Good day! We have many Cisco and one NEC VOIP systems. In my experiences, NEC is by far the most reliable, durable, logical and easy to maintain. The NEC 2000 IPS we have has been installed for over 5 years and has never been down, never had a vendor service call or ever needed to be restarted. Our Cisco systems are "finicky" at best and something has to be restarted at least every three weeks like clock work. The problem you'll have is convincing the "new" people in the business because they never heard of NEC and only know of Cisco. If you can convince the powers that be to get an NEC properly installed and set-up you'll be a hero.

Frank. City of Cape Coral, Florida
 
I've been testing a few different products at my home and I have sucessfully run SIP trunking on the BCM50 with SIP trunking and TDM both active. The nice thing about the BCM is that if your SIP trunks ever go down, you are able to have backup analog trunks on your system and never miss a call.

I've also experimented with pure SIP format and standalone IP phones. I have a Nortel 1140E and Cisco 7960 both connected to my SIP trunks independently of any phone system. My SIP provider is voip.ms and they offer some pretty reasonable rates for DID's and outgoing calls. They have all of the features of IP PBX's and really, really good online support. So if you like the look of Nortel 1140's and 1120's but don't want the BCM, you can use the pure SIP platform phones and buy the phone on ebay. You can download the SIP 2.2 license off of Nortel's website for free.
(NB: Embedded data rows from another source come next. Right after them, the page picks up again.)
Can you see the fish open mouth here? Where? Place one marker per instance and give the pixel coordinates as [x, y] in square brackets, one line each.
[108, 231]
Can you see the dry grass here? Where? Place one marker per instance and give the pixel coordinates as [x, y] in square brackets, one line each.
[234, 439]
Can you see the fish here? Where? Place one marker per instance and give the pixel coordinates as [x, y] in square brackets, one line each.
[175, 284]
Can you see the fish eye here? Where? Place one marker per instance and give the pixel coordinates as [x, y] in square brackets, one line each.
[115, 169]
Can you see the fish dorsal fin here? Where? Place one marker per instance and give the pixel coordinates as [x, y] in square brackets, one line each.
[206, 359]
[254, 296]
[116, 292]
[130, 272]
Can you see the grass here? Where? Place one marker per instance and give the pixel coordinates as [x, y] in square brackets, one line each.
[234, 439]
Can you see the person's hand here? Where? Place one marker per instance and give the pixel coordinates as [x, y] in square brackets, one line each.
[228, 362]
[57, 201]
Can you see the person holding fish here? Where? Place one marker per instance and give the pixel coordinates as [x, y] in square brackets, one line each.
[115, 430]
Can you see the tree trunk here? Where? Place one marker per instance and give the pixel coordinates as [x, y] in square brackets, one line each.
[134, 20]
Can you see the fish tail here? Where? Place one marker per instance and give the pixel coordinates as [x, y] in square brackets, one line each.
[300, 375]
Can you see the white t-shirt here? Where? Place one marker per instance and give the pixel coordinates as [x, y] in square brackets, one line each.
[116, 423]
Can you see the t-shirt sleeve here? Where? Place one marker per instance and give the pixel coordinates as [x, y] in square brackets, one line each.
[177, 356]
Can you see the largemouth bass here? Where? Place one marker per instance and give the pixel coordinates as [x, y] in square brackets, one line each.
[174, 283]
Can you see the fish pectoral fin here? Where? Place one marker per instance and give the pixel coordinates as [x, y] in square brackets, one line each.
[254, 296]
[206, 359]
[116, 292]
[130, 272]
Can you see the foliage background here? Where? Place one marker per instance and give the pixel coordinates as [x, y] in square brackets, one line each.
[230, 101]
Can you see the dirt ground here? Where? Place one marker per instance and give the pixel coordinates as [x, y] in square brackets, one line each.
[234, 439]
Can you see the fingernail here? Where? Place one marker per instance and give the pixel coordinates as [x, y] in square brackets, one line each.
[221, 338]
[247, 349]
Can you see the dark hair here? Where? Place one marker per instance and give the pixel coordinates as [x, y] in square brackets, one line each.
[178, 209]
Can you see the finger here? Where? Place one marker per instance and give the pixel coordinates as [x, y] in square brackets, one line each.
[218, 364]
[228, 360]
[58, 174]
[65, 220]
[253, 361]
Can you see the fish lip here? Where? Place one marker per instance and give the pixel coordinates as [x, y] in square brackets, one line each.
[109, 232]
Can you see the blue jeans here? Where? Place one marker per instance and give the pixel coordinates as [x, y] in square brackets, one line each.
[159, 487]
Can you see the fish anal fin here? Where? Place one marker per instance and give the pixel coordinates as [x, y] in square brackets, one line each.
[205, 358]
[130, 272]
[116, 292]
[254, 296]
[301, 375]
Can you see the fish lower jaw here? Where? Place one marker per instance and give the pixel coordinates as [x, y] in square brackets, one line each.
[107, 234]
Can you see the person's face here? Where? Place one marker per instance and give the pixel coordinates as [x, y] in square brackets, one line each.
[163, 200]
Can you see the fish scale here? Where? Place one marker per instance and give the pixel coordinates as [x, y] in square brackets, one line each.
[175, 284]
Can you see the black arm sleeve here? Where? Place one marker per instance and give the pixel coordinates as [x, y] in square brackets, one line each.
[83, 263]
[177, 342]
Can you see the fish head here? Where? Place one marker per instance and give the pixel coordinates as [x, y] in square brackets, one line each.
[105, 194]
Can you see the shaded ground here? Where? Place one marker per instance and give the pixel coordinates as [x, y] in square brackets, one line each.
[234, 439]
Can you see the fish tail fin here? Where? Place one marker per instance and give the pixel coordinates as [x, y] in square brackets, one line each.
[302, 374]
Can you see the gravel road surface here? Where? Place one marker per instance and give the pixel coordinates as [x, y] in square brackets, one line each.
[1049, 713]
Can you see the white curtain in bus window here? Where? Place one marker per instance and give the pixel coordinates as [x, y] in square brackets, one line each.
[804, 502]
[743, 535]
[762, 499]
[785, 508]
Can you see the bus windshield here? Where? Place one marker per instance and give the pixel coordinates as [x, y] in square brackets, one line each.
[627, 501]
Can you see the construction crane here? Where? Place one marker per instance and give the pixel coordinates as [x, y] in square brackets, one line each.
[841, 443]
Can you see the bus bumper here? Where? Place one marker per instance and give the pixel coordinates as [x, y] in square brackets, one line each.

Also Cisco phones work well, but unless you have access to Cisco's website, you'll have to become registered or buy the licenses to run the IP phones.

The Nortel 1140E on SIP platform runs just like a CS2100 or CS1000 IP phone. Features are more limited than the BCM or CS series, but the phones are quite a statement to your customer and they are fairly easy to configure. It took me 20 minutes to load the SIP firmware and configure the phone with little to no experience with Nortel Pure SIP platform. The ring tones, buttons on the phone and caller ID are all superior to other systems in my opinion.

Thank you.

Joseph Sus Jr. Nortel Enthusiast
 
Try Aastra MX-ONE compact, its a real and robust platform. 3U in 19 inch rack and can go up to 1500 SIP extensions.
It offers SIP trunking/T1 trunking, SIP extension 240 RTP resources, multi-tenanting, OS is linux-based, GUI and/or command-line configurable.



 
Most IP PBX's run on harddrives and have fans....they won't last forever.

Need more in on how you would like to use multi-tenanting.

I know a lot of systems, are you going to manage it yourself?
A webbased system is nice and easy...but very slow.
Some systems need a reboot to add a phone licence.
If the power goes down on the system, check the startup time of various systems/power useage.

Avaya_Red.gif

___________________________________________
It works! Now if only I could remember what I did...

Dain Bramaged
___________________________________________
 
Yea, they all look like fly by night asterisk type systems.
I have never heard of any of those. As kwbmitel said, stick with something you can get local support on. Just because you found 1 company does not mean you can get local support. I would start looking back down the avenue of the shoretel, avaya, mitel, nortel systems. Especially if you are going to be running 30 + companies with advanced features like tennanting. You are going to need the support channels.
 
Have you looked at Thirdlane? It is an Asterisk based system, but very good and robust. Should do everything you want it to do plus more.
 
Hey Mr. Hosted Ip, great plug for your system. Nortel is not dead, it's alive in the form of tech support for the BCM at least through 2018, plus the Nortel legacy lives on through Avaya.

Joseph Sus Jr. Nortel Enthusiast
 
by first or second quater next year the ip500 will support nortel keyphones so the bcm will be withdrawn. we stopped selling it 12 months ago. it is a dead product and the sooner people realise that the better it was a ok system in its time but we need to move on.to install one now is a wast of customers money as there will be no more development of the product
 
Ok Hostedvoipman, I will agree that I am interested to see how Nortel phones interact with the IP500? So will the Nortel Ring Tones, keyclicks and phone interfaces still function like a Nortel phone? I believe all of that software is embedded in the telephone itself.

That is the one question that has confused me.

I have a BCM at home pretty much for a hobby and of course to make phone calls.....I am also running SIP phones on voip.ms and 3CX virtual PBX and I have a Cisco 7960, Avaya 9630 and Nortel 1140E all running alongside each other on pure SIP platform. As functional and attractive the Cisco and Avaya phones are, the Nortel 1140E wins me over the most with it's color coded keys, unique ring tones, large backlit display, and CLID presentation enhancements. If Avaya would continue using the 11XX series IP phones as SIP phones and rebrand them as Avaya, I'd be a happy camper. If they decide to stop making these and replacing them with 9630 sets period, I think that will be rather unfortunate for the end user.